The non-commercial break

By the time you read this, I hope that we have a clearly empowered government rather than the committee-based world of a hung parliament. The global recession aside, so much of the economic deficit is caused by systemic bureaucracy, something that would only be accentuated by a lack of decisiveness at the very top table.

A government coalition threatens to be as ineffective as many of the global brand management committees that rule our marketing lives.

Everybody has a say, but nobody is truly empowered to run the brand. The electorate appears to have inadvertently voted for such a flawed business model.

This has undoubtedly been the election where the brave new world of marketing communications came of age. The marketing industry has always been a major player at election time, but the former battleground of poster advertising and leafleting has now been upstaged by a full-blown marketing mix battle from live televised debate to YouTube and sophisticated digital CRM.

“Politicians have embraced the new digital world more seamlessly than many brand managers.”

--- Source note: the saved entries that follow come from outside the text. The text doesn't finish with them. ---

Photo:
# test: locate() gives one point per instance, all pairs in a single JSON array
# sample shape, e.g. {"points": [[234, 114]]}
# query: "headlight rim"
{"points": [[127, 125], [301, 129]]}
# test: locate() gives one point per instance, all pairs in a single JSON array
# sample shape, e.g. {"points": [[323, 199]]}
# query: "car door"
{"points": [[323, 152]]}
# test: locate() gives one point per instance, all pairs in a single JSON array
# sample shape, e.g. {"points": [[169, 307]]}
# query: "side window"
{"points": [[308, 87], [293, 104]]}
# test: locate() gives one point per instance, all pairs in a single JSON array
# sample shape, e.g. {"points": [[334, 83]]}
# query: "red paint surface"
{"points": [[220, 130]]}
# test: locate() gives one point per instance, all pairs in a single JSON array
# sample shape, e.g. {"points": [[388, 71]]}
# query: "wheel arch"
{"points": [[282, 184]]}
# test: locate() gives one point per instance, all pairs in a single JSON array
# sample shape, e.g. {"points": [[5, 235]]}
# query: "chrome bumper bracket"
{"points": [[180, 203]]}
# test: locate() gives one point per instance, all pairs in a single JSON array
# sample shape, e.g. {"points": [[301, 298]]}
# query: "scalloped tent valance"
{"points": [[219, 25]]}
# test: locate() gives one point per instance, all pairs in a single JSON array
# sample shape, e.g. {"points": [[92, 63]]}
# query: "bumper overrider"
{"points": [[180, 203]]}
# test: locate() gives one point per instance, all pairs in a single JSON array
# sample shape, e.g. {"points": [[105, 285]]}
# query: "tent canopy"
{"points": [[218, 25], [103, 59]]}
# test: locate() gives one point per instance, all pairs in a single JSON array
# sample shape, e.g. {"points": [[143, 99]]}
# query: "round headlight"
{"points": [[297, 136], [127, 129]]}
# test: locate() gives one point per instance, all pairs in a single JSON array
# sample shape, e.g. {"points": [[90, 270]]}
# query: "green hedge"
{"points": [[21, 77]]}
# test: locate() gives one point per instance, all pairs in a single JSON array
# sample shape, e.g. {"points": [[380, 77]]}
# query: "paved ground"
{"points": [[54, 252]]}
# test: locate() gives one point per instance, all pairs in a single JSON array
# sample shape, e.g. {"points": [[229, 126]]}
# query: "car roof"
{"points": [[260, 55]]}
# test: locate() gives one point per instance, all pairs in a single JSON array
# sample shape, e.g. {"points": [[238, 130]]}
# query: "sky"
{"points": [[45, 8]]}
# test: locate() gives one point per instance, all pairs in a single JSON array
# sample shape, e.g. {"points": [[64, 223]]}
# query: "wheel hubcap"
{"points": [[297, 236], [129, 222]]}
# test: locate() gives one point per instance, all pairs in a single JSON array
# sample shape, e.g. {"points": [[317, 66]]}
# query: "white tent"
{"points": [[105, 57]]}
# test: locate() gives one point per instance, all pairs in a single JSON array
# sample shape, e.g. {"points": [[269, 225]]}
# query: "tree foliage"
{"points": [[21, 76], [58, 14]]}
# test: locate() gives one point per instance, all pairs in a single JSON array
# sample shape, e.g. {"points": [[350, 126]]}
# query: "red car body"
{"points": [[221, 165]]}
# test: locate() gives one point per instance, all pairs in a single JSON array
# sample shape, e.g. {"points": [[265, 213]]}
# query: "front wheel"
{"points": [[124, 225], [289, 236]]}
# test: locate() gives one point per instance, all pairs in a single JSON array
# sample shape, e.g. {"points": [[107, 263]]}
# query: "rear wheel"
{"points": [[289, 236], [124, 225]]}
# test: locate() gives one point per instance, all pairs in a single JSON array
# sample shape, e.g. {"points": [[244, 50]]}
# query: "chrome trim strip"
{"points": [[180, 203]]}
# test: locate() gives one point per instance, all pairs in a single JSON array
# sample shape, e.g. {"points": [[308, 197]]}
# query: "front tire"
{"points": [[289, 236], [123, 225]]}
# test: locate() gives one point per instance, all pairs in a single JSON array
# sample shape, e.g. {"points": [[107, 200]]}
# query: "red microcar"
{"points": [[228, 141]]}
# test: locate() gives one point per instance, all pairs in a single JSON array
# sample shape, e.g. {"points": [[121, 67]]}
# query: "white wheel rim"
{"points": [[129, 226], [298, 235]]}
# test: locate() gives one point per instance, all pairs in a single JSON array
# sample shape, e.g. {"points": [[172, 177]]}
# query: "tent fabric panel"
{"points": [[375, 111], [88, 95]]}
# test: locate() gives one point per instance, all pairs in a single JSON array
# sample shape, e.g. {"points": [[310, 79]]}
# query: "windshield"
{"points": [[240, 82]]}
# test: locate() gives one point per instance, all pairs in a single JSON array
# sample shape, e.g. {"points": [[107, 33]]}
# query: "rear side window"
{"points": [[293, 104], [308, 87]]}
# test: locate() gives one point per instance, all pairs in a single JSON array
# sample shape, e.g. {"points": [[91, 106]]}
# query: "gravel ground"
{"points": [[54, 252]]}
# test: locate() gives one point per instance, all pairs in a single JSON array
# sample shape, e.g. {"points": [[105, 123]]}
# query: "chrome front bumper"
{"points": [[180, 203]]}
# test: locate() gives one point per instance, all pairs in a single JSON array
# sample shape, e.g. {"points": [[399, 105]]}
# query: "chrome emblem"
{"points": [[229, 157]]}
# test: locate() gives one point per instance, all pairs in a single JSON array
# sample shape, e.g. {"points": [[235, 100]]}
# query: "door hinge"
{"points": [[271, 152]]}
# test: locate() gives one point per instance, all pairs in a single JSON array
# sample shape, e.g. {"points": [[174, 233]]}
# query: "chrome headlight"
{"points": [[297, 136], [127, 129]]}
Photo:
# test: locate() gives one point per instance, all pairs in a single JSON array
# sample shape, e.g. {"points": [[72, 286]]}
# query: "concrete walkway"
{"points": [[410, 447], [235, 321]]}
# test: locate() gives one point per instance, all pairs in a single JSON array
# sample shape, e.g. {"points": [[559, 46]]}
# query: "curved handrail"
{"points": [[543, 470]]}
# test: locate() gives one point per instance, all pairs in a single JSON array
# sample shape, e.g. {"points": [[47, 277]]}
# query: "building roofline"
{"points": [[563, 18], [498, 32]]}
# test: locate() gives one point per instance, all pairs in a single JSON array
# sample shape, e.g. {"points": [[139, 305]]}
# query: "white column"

As I write this, David Cameron has just in fact texted me reminding me to vote. Nice of him to follow up only hours after William Hague wrote to me by email. In my capacity as interested marketer, I signed up with all the major parties to get a first-hand look at their campaigns. As far as integrated communications planning goes, there has been some world class output.

Politicians have embraced the new digital world more seamlessly than many brand managers out there. Our industry would do well to recognise much of this work when the awards season comes around.

As for the channel brand I chose to watch on election night? Rather like the FA Cup Final, the traditionalist in me veered towards the BBC, but as Sky pointed out, it was making its own piece of election history by broadcasting live in HD.

However, the swingometer already confuses the hell out of me and I am not convinced that things were really any clearer in HD.

Perhaps next time round we shall all be wearing 3D glasses and only voting by text message. Votes cost £1.50 per SMS with proceeds going towards the deficit. Voters from Ireland, Wales and Scotland shall be charged the international rate and those voting for a hung parliament shall be charged double to cover extra meeting costs.